We play more sets so we deserve more prize money.
Our television ratings are better so we deserve more prize money.
Our ticket prices are higher so we deserve more prize money.
The counterarguments to these fallacies and the rocky road to equal prize money were at the crux of the documentary Venus VS., an ESPN Films production directed by Ava DuVerney. The film chronicled Venus Williams’ transformation from an introvert champion to an off-court equal rights maverick.
In the spotlight of the prize money quarrel was The All England Lawn Tennis and Croquet Club (AELTC), Wimbledon’s governing body. Along with the French Open and Australian Open, AELTC did not join the US Open when they changed their prize money bylaw in 1973. Instead, AELTC stoked the fire with startling and abrasive comments.
“If we paid women more, we would not have as much to spend on petunias,” said a Wimbledon official in 1999.
There was no organized response to the callous commentary. The WTA longed for a spokeswoman who would re-ignite the equality movement started by Billie Jean King.
Then Venus arrived on the scene.
She was an outsider; an outlier that did not fit the mold of the prototypical tennis player. She grew up in Compton, hardly a city known for producing tennis gems. She stopped participating in junior tournaments at age eleven even though she compiled a 63-0 record. The beads in her hair were a source of turmoil (she was penalized in the 1999 Australian Open when she lost a couple of beads during a point and the umpire ruled her opponent was distracted). And her off-court demeanor did not engender friendships with fellow tour players.
“I was really quiet,” said Venus in the documentary. “I did not care about the other players. I only sat with my mom and sister in the locker room.”
The bump delivered by Irina Spirlea during a changeover in a 1997 US Open semifinal encapsulated the feelings harbored towards Venus.
“I’m not going to move,” said Spirlea after the match. “She never tries to turn and she thinks she’s the [expletive] Venus Williams.”
As one reporter opined in Venus VS., it was her outsider status that endeared her to the equal prize money spokeswoman role.
Venus did not have an affinity for the norm and that attitude spurred her actions. She was not apprehensive in tackling the issue even if it upset fellow players. She did not care if it jeopardized her sponsorship deals despite inking a contract with Reebok worth $40 million over six years. In tandem with WTA marketing officials and UNESCO, she was hell-bent on challenging the institution on a global scale. Wimbledon was just the beginning.

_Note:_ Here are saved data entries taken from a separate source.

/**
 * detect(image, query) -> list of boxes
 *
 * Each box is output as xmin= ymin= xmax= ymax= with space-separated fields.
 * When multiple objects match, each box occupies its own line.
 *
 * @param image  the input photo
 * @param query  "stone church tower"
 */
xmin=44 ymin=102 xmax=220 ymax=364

One of the campaign’s seminal moments was a Grand Slam Committee meeting in 2005. It was the day before the Wimbledon Women’s Final and Venus was set to battle archival Lindsay Davenport. But she had made a promise to then-WTA president Larry Scott to make an appearance at the conference. Venus stood in front of the Committee and pleaded her case.
“Imagine you’re a little girl,” said Venus. “You’re growing up. You practice as hard as you can, with girls, with boys. You have a dream. You fight, you work, you sacrifice to get to this stage. You work as hard as anyone you know. And then you get to this stage, and you’re told you’re not the same as a boy. Almost as good, but not quite the same. Think how devastating and demoralizing that could be.”

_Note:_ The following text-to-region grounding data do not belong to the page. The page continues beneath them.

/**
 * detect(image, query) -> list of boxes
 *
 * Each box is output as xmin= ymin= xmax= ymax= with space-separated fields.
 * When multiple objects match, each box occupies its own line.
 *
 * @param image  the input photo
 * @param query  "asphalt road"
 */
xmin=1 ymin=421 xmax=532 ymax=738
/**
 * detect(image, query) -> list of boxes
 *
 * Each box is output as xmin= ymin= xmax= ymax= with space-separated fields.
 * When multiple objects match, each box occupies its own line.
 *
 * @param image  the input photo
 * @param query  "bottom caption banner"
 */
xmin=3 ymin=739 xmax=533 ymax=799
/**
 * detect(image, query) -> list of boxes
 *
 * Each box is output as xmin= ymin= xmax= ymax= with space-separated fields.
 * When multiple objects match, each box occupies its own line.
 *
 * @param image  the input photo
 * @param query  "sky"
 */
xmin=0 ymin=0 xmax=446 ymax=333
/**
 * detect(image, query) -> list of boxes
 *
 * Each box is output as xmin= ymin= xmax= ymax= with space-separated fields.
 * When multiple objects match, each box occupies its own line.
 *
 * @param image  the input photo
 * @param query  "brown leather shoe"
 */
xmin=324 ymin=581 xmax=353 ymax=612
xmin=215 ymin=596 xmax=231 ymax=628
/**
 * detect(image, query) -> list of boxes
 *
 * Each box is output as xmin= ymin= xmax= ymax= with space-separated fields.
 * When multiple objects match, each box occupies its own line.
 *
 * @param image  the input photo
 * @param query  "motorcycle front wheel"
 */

The movement reached its apex on June 26, 2006. In an op-ed piece that appeared in the London Times, Venus unleashed an all-out assault on Wimbledon’s primitive thinking.

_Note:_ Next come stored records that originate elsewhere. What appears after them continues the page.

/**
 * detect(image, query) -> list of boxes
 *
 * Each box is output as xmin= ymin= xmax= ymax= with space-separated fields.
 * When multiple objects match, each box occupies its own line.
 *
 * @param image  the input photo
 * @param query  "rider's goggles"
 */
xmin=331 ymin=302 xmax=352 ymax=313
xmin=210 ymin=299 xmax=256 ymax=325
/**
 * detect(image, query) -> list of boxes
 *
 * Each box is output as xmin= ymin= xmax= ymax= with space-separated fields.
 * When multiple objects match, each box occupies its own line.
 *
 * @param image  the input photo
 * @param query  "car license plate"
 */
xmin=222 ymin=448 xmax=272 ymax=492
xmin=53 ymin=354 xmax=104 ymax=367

“I feel so strongly that Wimbledon’s stance devalues the principle of meritocracy and diminishes the years of hard work that women on the tour have put into becoming professional tennis players,” wrote Venus. “The message I like to convey to women and girls across the globe is that there is no glass ceiling. My fear is that Wimbledon is loudly and clearly sending the opposite message. I intend to keep doing everything I can until Billie Jean’s original dream of equality is made real. It’s a shame that the name of the greatest tournament in tennis, an event that should be a positive symbol for the sport, is tarnished.”
After the op-ed piece and substantial political interference (Tony Blair endorsed the change during a Parliament session), Wimbledon finally relented. AELTC distributed equal prize money in 2007. And who would take home the first paycheck in this new era? Of course. Venus. She defeated Marion Bartoli in straight sets.
In the off-court match-up versus women’s tennis critics, Venus had silenced their ignorant excuses.